Deborah Walker’s writing career began in 1987 with The Rough Guide to California and The Rough Guide to San Francisco. An argument with Literary Review editor Auberon Waugh about the weakness of state-educated English students (where she lied about her A-level grades) led to a regular slot reviewing for the publication throughout the 1990s.

She was encouraged to write her own book under the gentle mentorship of Alice Thomas Ellis and her first novel Let Me Count the Ways (Century, 1996) was runner-up for the Betty Trask Award. This was followed by The Common Touch (Century, 1998) and A Kind of Warfare (Duckworth, 2000). Bringing up her son stalled her concentration until 2007, when she moved into ghostwriting, which she found a fascinating process. Her own fourth novel was a stop-start affair for seven years until 2014, when she abruptly changed direction and began a cheerful tome about mental illness.

Other work has included journalism for the London Evening Standard, The Observer and New Statesman as well as a spell scouting for a Greek publisher. She has been an RLF Fellow at Oxford Brookes and Reading University and is currently the NHS Trust Fellow at University Hospitals Coventry and Warwick. Deborah designed and launched the RLF’s Writing for Self-Expression initiative in Oxford in 2021, and it has since been adopted by NHS Recovery Colleges Nationwide. She is currently a Professor of Creative Writing at Northeastern University London.
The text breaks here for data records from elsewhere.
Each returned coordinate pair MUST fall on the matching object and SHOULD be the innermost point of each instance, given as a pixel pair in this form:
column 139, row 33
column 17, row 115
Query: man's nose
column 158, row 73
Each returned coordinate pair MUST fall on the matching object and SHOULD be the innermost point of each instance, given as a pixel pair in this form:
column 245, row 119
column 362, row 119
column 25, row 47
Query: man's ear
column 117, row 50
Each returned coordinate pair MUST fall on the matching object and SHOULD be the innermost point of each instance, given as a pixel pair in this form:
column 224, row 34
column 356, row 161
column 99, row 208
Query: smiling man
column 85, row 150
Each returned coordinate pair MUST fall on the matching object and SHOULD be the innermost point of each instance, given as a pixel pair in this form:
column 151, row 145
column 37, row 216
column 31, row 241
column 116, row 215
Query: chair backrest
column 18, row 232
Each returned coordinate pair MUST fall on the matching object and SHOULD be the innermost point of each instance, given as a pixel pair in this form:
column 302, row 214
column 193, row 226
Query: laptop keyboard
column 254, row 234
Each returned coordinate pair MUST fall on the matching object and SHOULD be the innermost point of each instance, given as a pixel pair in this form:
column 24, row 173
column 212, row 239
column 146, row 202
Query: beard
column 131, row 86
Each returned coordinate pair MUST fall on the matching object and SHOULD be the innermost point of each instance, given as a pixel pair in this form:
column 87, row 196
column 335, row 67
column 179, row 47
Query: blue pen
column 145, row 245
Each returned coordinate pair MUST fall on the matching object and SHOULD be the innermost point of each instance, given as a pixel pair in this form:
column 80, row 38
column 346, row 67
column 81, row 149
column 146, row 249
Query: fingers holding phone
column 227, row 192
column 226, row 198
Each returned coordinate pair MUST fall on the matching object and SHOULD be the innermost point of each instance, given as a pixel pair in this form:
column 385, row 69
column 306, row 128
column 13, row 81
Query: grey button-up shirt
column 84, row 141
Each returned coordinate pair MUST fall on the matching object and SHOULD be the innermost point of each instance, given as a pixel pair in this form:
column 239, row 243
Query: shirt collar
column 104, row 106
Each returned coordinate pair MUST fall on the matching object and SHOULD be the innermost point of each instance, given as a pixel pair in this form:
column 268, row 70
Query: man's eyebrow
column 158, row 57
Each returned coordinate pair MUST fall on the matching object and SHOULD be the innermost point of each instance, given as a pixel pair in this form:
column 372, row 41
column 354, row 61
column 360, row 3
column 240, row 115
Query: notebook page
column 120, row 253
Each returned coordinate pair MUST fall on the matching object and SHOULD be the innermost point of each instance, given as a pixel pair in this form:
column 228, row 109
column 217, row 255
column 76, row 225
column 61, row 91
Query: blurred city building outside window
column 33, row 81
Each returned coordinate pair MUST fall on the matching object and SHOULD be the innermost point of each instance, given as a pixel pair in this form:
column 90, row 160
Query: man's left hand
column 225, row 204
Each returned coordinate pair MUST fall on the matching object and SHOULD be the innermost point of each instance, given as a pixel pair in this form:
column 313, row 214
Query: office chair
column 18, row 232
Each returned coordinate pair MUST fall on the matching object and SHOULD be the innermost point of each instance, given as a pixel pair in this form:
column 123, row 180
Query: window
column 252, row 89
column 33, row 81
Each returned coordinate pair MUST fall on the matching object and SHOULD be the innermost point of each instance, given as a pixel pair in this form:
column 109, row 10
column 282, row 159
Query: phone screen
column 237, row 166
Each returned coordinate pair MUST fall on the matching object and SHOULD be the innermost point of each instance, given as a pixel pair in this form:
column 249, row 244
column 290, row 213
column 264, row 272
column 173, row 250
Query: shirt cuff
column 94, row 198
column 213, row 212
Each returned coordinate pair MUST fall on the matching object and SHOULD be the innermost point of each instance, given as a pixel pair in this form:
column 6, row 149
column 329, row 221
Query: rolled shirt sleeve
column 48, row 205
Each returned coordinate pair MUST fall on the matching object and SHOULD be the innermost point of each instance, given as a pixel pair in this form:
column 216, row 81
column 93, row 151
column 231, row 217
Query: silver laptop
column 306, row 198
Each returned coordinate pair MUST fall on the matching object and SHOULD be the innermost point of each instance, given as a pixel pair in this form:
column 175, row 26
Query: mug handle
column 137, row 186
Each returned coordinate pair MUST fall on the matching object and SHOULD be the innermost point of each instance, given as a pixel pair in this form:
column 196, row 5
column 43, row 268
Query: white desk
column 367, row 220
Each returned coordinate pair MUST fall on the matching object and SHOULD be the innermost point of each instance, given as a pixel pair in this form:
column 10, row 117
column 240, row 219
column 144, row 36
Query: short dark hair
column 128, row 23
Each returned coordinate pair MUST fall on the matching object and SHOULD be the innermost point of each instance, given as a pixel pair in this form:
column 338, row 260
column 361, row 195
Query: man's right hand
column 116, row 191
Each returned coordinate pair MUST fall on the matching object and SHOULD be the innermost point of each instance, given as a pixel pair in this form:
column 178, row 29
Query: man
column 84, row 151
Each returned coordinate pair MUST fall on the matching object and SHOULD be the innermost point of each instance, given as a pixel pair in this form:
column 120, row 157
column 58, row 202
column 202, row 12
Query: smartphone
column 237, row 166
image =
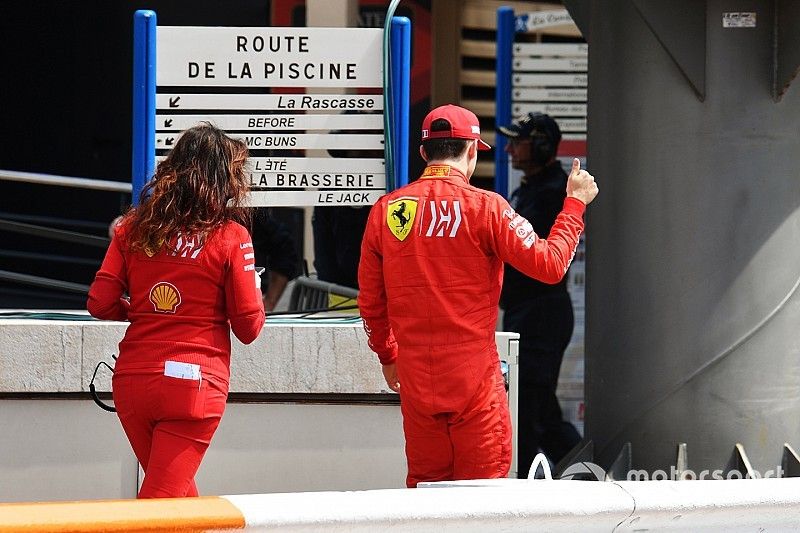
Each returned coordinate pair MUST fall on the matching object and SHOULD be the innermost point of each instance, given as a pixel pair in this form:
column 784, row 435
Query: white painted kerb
column 521, row 505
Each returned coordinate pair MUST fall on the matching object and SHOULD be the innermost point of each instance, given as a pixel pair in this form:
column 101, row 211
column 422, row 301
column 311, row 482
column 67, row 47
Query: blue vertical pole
column 505, row 45
column 401, row 89
column 144, row 100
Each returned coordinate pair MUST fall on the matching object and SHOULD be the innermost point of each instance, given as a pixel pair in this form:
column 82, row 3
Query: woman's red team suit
column 171, row 378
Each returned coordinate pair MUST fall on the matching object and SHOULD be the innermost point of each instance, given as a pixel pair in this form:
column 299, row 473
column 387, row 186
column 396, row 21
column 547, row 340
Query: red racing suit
column 430, row 277
column 171, row 378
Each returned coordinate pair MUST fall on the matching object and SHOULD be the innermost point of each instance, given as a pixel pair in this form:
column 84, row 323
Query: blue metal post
column 401, row 89
column 144, row 100
column 505, row 45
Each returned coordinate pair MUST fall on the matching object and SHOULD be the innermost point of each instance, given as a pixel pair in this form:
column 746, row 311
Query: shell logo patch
column 165, row 297
column 400, row 215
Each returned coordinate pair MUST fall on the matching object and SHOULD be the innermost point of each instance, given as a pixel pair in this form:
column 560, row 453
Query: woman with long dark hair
column 185, row 257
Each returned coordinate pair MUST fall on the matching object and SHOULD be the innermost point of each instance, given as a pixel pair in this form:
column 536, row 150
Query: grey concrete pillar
column 693, row 246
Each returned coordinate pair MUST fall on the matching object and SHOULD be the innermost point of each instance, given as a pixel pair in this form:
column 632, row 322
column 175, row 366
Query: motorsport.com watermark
column 589, row 471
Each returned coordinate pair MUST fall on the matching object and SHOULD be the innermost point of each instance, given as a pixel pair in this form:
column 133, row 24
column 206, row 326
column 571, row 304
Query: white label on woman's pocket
column 174, row 369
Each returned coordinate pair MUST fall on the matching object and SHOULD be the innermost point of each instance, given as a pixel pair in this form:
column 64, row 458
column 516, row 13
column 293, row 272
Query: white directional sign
column 312, row 164
column 559, row 64
column 554, row 110
column 552, row 49
column 290, row 198
column 553, row 94
column 195, row 60
column 271, row 102
column 299, row 141
column 322, row 180
column 552, row 78
column 262, row 122
column 317, row 164
column 269, row 57
column 546, row 80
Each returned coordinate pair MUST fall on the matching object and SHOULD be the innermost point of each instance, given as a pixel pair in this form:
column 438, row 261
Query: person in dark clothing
column 274, row 249
column 540, row 313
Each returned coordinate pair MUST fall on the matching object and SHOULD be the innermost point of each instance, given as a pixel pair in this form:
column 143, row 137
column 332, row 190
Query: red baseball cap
column 463, row 125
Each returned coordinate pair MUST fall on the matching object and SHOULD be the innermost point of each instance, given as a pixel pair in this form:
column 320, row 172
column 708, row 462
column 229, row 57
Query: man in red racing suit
column 430, row 277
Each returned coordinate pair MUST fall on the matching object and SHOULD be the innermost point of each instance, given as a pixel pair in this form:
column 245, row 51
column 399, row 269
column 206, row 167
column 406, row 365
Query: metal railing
column 65, row 181
column 53, row 233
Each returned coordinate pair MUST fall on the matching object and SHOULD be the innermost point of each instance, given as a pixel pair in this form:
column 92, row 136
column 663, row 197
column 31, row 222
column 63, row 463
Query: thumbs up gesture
column 580, row 184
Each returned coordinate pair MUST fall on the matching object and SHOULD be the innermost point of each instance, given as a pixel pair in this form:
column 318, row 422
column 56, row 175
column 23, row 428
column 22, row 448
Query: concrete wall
column 56, row 448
Deborah Walker is a travel writer and novelist who has worked with the RLF since 2012, first as a Writing Fellow at Oxford Brookes and later at Reading University. She is the founder of the RLF’s Writing for Self-Expression initiative which was launched in Oxford in 2021 and has now been adopted nationwide. She currently works as the RLF Writing for Life Fellow for the NHS Trust at University Hospitals Coventry and Warwick. She says of Writing for Life, ‘finally I know what the point of me is.’